Although you have just arrived, over time, you will discover that there are very few experiences as transformative and broadening, while at the same time as perplexing and frustrating, as teaching and living abroad. That makes sense. With the exception of physical growth, very little in our lives contains the intensity and vitality of life as an international educator. You live walking the cultural tightrope of the unfamiliar. The only safety net is resiliency, a sense of humor, and perspective: multiple ones.
The cross-cultural life is not for the lighthearted or the inflexible. In Bogota, I got fleas. In Mexico City, I learned how to negotiate traffic violations on the spot. And in Barcelona, I acquired the taste for cafe life and the key to living in time, without measuring it. Cross-cultural living is a graduate education in life.
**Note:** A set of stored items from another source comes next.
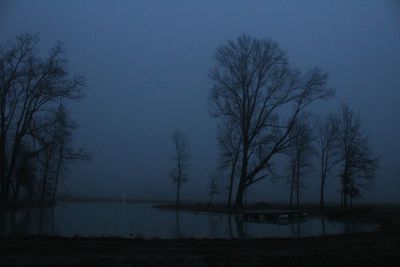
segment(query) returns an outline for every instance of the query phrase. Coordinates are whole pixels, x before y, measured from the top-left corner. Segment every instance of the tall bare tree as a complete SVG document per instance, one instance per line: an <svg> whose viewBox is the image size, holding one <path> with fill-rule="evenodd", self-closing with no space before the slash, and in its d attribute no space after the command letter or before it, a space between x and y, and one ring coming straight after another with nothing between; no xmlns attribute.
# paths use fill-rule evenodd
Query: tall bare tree
<svg viewBox="0 0 400 267"><path fill-rule="evenodd" d="M190 150L187 137L184 133L175 131L172 141L174 142L175 152L173 158L174 166L170 172L170 177L176 186L176 208L179 210L181 188L189 178Z"/></svg>
<svg viewBox="0 0 400 267"><path fill-rule="evenodd" d="M62 99L81 96L83 79L71 77L60 43L46 58L39 57L39 39L18 36L0 47L0 201L16 195L16 167L22 144L32 142L32 132L55 123L52 114Z"/></svg>
<svg viewBox="0 0 400 267"><path fill-rule="evenodd" d="M378 159L361 129L360 118L345 104L336 116L335 135L341 160L342 206L352 206L353 198L367 189L376 175ZM350 202L350 203L349 203Z"/></svg>
<svg viewBox="0 0 400 267"><path fill-rule="evenodd" d="M340 162L338 157L338 143L335 139L336 121L333 115L327 115L316 121L317 147L320 163L320 197L319 206L325 206L325 183L329 173Z"/></svg>
<svg viewBox="0 0 400 267"><path fill-rule="evenodd" d="M214 60L211 113L222 125L231 121L241 139L235 200L241 207L246 188L268 177L275 155L286 150L299 114L332 91L325 73L291 68L285 51L269 39L242 35L219 47Z"/></svg>

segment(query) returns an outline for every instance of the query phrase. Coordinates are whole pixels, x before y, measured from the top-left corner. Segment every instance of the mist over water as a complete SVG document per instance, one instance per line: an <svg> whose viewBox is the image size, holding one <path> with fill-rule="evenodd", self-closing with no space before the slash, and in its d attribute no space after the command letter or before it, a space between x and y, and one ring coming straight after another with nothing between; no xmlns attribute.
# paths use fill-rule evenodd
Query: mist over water
<svg viewBox="0 0 400 267"><path fill-rule="evenodd" d="M0 0L0 266L400 266L400 0Z"/></svg>
<svg viewBox="0 0 400 267"><path fill-rule="evenodd" d="M276 40L294 66L329 73L336 96L313 112L333 111L345 101L361 116L381 164L361 201L395 202L399 13L393 1L2 1L0 39L38 33L41 53L60 40L70 71L86 78L85 98L71 104L70 113L79 124L75 143L94 158L74 165L60 192L173 199L171 135L181 129L192 152L183 199L205 200L217 159L217 121L207 102L212 56L226 40L246 33ZM327 184L328 201L340 194L335 179ZM307 178L304 201L318 199L316 181L317 169ZM253 200L288 199L284 182L267 179L251 190Z"/></svg>

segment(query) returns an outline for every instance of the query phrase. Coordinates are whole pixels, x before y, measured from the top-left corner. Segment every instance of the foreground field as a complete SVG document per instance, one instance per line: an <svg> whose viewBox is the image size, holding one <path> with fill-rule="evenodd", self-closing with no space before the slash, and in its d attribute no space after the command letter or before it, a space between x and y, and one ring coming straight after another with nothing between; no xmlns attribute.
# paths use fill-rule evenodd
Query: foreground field
<svg viewBox="0 0 400 267"><path fill-rule="evenodd" d="M0 266L400 266L388 233L259 240L3 238Z"/></svg>

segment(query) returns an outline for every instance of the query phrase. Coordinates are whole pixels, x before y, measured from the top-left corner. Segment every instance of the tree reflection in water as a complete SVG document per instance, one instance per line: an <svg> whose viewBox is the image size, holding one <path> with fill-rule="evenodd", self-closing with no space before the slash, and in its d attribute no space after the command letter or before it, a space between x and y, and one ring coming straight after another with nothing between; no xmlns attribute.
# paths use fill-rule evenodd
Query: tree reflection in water
<svg viewBox="0 0 400 267"><path fill-rule="evenodd" d="M305 237L369 232L376 225L354 218L309 216L244 220L235 214L162 211L149 205L64 204L54 209L0 212L0 235L140 236L143 238ZM254 218L253 218L254 219ZM107 231L106 231L107 230Z"/></svg>

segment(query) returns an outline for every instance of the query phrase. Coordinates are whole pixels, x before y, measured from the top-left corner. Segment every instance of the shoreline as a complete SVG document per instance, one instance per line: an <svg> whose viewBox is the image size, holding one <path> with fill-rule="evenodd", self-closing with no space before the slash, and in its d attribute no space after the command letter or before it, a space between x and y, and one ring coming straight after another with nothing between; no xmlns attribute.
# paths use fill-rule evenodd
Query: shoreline
<svg viewBox="0 0 400 267"><path fill-rule="evenodd" d="M400 266L398 205L346 216L380 230L256 239L9 235L0 237L0 266Z"/></svg>

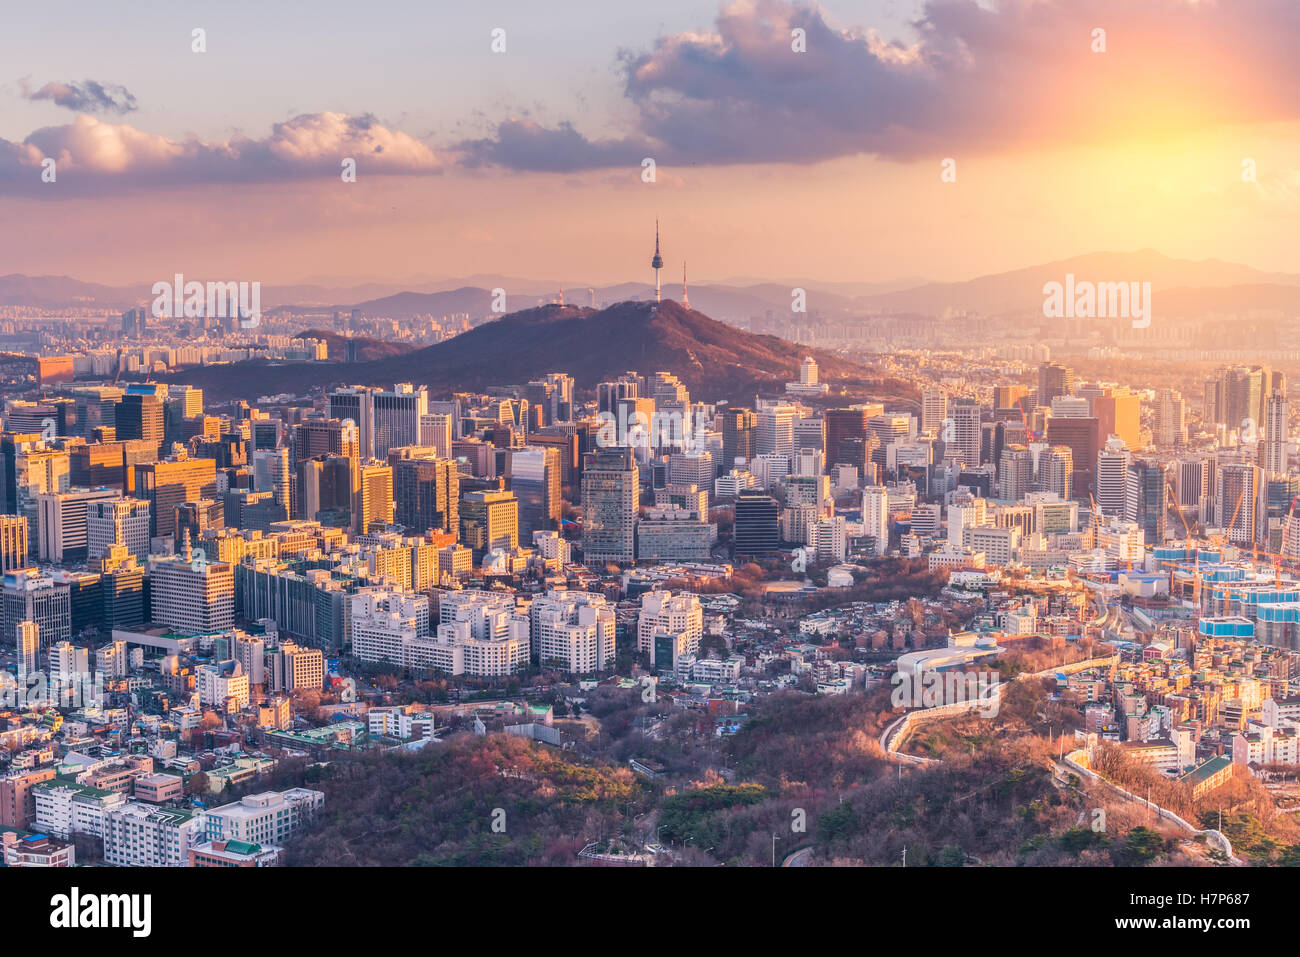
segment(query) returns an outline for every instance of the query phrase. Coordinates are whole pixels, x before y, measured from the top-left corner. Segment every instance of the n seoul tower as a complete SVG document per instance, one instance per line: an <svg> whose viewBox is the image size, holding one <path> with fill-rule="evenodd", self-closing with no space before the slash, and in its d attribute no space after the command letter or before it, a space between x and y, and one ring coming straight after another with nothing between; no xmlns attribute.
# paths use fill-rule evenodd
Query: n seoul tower
<svg viewBox="0 0 1300 957"><path fill-rule="evenodd" d="M655 271L655 302L660 302L659 298L659 270L664 268L664 257L659 255L659 220L655 220L655 256L650 260L650 268Z"/></svg>

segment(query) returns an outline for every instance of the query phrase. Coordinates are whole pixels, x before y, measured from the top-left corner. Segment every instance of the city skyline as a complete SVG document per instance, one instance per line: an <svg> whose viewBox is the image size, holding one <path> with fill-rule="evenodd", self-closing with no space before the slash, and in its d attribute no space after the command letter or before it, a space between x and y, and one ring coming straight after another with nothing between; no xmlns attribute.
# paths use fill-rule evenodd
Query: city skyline
<svg viewBox="0 0 1300 957"><path fill-rule="evenodd" d="M0 11L18 940L383 954L449 867L565 868L548 916L851 867L908 925L1280 925L1296 37L1300 0ZM360 868L398 897L335 904Z"/></svg>

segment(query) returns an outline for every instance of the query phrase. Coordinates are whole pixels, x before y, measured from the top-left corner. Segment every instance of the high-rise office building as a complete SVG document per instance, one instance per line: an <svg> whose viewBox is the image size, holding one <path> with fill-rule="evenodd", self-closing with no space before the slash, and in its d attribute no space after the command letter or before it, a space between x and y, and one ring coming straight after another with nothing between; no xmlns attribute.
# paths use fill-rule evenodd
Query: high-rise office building
<svg viewBox="0 0 1300 957"><path fill-rule="evenodd" d="M519 544L519 501L514 492L466 492L460 499L460 541L481 562L488 552Z"/></svg>
<svg viewBox="0 0 1300 957"><path fill-rule="evenodd" d="M228 562L179 555L149 559L150 621L188 634L212 634L235 622L235 571Z"/></svg>
<svg viewBox="0 0 1300 957"><path fill-rule="evenodd" d="M948 393L942 389L922 390L921 431L938 435L946 418L948 418Z"/></svg>
<svg viewBox="0 0 1300 957"><path fill-rule="evenodd" d="M92 503L118 501L113 488L71 489L37 496L37 555L56 564L84 562L89 556L87 513ZM96 556L97 557L97 556Z"/></svg>
<svg viewBox="0 0 1300 957"><path fill-rule="evenodd" d="M1096 495L1101 514L1121 516L1128 494L1128 466L1131 455L1128 446L1119 436L1106 440L1106 447L1097 453Z"/></svg>
<svg viewBox="0 0 1300 957"><path fill-rule="evenodd" d="M736 496L732 552L737 558L757 558L781 548L781 506L772 496L742 489Z"/></svg>
<svg viewBox="0 0 1300 957"><path fill-rule="evenodd" d="M1129 451L1142 448L1141 399L1126 388L1108 388L1092 400L1100 435L1117 435Z"/></svg>
<svg viewBox="0 0 1300 957"><path fill-rule="evenodd" d="M1264 404L1264 444L1260 451L1266 474L1286 474L1290 439L1286 396L1274 392Z"/></svg>
<svg viewBox="0 0 1300 957"><path fill-rule="evenodd" d="M846 460L844 457L845 441L865 440L867 421L873 415L884 414L884 411L885 407L878 404L855 405L847 409L827 409L822 417L826 425L826 467L830 468L845 461L853 464L852 459ZM727 468L731 466L728 465Z"/></svg>
<svg viewBox="0 0 1300 957"><path fill-rule="evenodd" d="M328 396L329 417L338 419L344 424L350 424L352 428L348 432L356 431L358 454L362 459L373 458L375 454L374 393L374 389L363 386L348 386L335 389ZM418 423L419 420L416 421ZM401 444L414 445L417 441L418 436L410 442ZM325 452L340 454L342 450L321 449L313 454L321 455ZM301 458L310 457L303 455L301 452L299 455Z"/></svg>
<svg viewBox="0 0 1300 957"><path fill-rule="evenodd" d="M408 534L430 529L459 533L460 470L426 447L388 450L393 467L394 518Z"/></svg>
<svg viewBox="0 0 1300 957"><path fill-rule="evenodd" d="M1023 445L1008 445L998 463L998 494L1008 502L1021 501L1034 483L1034 453Z"/></svg>
<svg viewBox="0 0 1300 957"><path fill-rule="evenodd" d="M755 454L755 431L758 416L750 409L726 408L722 410L722 461L718 474L725 475L736 467L738 460L748 463ZM741 468L744 464L741 465Z"/></svg>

In the spirit of preparedness, here is a list of some of the unexpected and culturally foreign experiences that you might encounter. And when you do, pause, and remember to breathe:
- Officious parents who want to give you a gift as a token of their appreciation. Or to invite you to join them and their children for their winter getaway to Calabria.
- Confusion and disquiet after giving one of the most engaging and challenging units you can remember on the causes of civil war, and your students remain silent as lampposts. Later to discover it is culturally disrespectful to ask questions of the teacher.
- The rows of sleek polished SUV’s with the bullet proof glass windows driven by bodyguards in dark suits with sunglasses.
- The subtle and sometimes not so subtle examples of the division between local and foreign hires. (Watch where people eat for example)
- The physical and emotional exhaustion that comes from learning a new language.
- Homesickness. What is erroneously seen as a symptom of childhood but can be triggered when least expected, especially around holidays like Thanksgiving or birthdays.
- In some countries we kiss on both cheeks at school. In others arriving on time (socially) is looked down upon. While in some countries, when a dinner guest in someone’s home, leaving nothing on your plate, is a sign that you have not had enough.
- Waiting on line. While this is an assumed protocol in much of the world, in some places you pay others to do it for you (visas, taxes) or the very concept is foreign.
- Social space. You will find in some cultures physical proximity is nothing less than uncomfortable. While in others, eye contact is frowned upon.
- Leaving tips, driving protocols, and acknowledging someone when they are eating. Small things that together define a culture while at the same time leaving the expat confounded.
In short: expect the unexpected, be mindful of difference, and suspend judgment. It is not only a new language and culture you are immersed in, but a worldview. Read the Iliad. Read the Odyssey. Or read the Golden Ass. Part of the adventure (and it is an adventure) is getting lost, being taken, and becoming transformed. Anything worthwhile can be perilous. And finally, when the siren for home calls (at least 5 years later) that you come back with broader perspectives, another language, and the first hand experience of what living globally means. The educational world is desperate for global citizens like you. And oh yes. Drink lots of water the first 24 hours, if you have not already. It’s a good antidote for jet lag.